THE owner of a well-known property agency in Shenzhen reportedly went missing Tuesday with 40 million yuan (US$5.4 million), paralyzing the 2,000-employee company.
The 100-plus offices of Zhongtian Real Estate in the city were closed yesterday after its owner Jiang Fei could not be found Tuesday. Zhongtian’s offices in Chengdu and Shanghai will halt operations today.
The Shenzhen Municipal Public Security Bureau began to investigate the case yesterday after receiving reports from the company’s debtors.
Zhongtian’s headquarters at Tian’an International Building in Luohu District was closed Tuesday. Many debtors waited outside after learning Jiang might have fled with their money.
“I gave 50,000 yuan as deposit to the company for an apartment in Nanshan District,” said a man surnamed Tang.

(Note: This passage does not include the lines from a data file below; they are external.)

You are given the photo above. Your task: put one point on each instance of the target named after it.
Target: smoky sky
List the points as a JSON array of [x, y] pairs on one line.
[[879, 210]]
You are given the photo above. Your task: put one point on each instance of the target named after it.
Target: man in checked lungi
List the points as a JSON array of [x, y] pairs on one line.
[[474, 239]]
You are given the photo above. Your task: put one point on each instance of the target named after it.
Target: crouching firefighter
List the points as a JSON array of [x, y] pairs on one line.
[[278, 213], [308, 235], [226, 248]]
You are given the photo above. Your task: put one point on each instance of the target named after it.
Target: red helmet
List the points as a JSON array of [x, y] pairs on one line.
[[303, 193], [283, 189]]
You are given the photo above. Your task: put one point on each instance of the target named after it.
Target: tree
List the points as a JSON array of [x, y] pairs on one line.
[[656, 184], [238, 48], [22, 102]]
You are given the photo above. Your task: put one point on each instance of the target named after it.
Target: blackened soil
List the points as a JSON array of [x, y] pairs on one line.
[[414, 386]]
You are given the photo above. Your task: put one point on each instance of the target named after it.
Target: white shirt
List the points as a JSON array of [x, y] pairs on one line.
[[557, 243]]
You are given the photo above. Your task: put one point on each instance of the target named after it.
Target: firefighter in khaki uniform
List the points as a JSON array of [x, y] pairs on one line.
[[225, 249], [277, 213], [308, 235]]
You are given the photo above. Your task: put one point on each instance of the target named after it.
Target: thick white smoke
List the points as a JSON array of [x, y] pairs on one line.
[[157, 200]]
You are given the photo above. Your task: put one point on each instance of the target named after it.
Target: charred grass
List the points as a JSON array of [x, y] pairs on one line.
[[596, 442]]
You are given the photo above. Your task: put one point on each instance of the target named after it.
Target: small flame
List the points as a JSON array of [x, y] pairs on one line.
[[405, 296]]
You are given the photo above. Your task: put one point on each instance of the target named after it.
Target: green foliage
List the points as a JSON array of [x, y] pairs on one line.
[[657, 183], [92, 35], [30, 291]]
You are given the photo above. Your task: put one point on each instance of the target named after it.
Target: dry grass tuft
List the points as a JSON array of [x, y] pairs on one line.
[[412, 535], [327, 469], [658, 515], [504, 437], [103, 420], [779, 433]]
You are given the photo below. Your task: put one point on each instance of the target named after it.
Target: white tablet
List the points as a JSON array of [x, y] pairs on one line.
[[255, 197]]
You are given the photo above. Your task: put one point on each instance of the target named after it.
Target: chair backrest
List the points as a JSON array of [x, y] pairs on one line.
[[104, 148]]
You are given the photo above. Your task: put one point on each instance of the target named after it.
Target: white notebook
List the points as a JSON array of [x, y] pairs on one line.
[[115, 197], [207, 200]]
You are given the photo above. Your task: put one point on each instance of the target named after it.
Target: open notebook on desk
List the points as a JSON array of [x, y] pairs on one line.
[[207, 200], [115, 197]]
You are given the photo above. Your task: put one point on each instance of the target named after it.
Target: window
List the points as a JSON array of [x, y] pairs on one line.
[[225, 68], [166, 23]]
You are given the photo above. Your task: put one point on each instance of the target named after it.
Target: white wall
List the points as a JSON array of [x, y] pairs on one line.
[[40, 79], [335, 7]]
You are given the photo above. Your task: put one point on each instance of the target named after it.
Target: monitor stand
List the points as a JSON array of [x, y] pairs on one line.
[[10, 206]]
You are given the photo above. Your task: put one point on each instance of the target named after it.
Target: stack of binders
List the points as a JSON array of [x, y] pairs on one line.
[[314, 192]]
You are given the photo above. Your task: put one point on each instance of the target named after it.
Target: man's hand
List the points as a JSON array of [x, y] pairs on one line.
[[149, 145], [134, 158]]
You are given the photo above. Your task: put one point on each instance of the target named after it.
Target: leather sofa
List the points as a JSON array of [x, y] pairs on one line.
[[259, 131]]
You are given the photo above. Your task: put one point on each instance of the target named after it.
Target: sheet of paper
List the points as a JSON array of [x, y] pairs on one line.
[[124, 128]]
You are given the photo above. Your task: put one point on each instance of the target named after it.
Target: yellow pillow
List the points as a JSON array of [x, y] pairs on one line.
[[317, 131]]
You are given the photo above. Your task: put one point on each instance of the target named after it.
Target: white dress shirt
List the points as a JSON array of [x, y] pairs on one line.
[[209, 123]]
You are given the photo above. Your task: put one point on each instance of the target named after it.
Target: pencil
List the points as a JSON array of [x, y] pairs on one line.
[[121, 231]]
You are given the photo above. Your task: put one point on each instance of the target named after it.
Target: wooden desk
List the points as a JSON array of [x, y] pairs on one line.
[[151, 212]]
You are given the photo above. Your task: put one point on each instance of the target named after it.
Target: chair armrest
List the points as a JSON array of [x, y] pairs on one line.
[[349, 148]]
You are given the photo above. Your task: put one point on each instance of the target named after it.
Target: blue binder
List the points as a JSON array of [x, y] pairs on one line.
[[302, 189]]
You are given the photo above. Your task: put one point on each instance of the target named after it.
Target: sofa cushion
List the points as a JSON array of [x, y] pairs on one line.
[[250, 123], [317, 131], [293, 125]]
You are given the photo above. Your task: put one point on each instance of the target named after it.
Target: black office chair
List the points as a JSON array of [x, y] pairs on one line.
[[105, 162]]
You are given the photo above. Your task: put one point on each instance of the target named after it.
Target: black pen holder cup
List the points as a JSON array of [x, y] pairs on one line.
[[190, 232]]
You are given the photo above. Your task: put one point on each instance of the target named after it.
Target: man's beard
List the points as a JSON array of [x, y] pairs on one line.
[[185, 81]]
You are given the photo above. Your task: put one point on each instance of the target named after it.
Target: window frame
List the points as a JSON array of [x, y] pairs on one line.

Another man claimed he had paid 800,000 yuan to the company as deposit for an apartment.
“There is 40 million yuan in the company’s bank account, and Jiang might run away with that money,” a man surnamed Qu, who claimed to be a shareholder of the company, was quoted by the Southern Metropolis Daily as saying yesterday.
Jiang might have absconded Monday, according to an employee of the company.
On Tuesday Zhongtian’s offices received a notice from the management, saying all employees would be dismissed, according to an employee only identified as Zhang.
Zhang said he had not be paid for two months due to the decline in the number of property transactions in the past few months.
“The incident has exposed loopholes of property agencies in money monitoring,”said Li Yaozhi, general manager of Centline Shenzhen Property Agency, adding the incident would further damage the credibility of property agents.
“At the beginning of the year, the land administration had required property agencies to deposit money for monitoring, but some companies used the deposits from buyers for operations of their company, especially after this August when the transactions slackened” said Li.
“The fast expansion of the company was the reason for its bankcruptcy,” said Guo Jianbo, president of Inland China Real Estate. With the real estate having boomed in the past two years, Zhongtian used deposits from buyers to invest in other projects, Guo said. But when the real estate business slowed down, the company landed in trouble.
Zhongtian was established in 2003 in Shenzhen. By the end of 2006, the company had more than 180 offices covering major Chinese cities with more than 2,000 employees.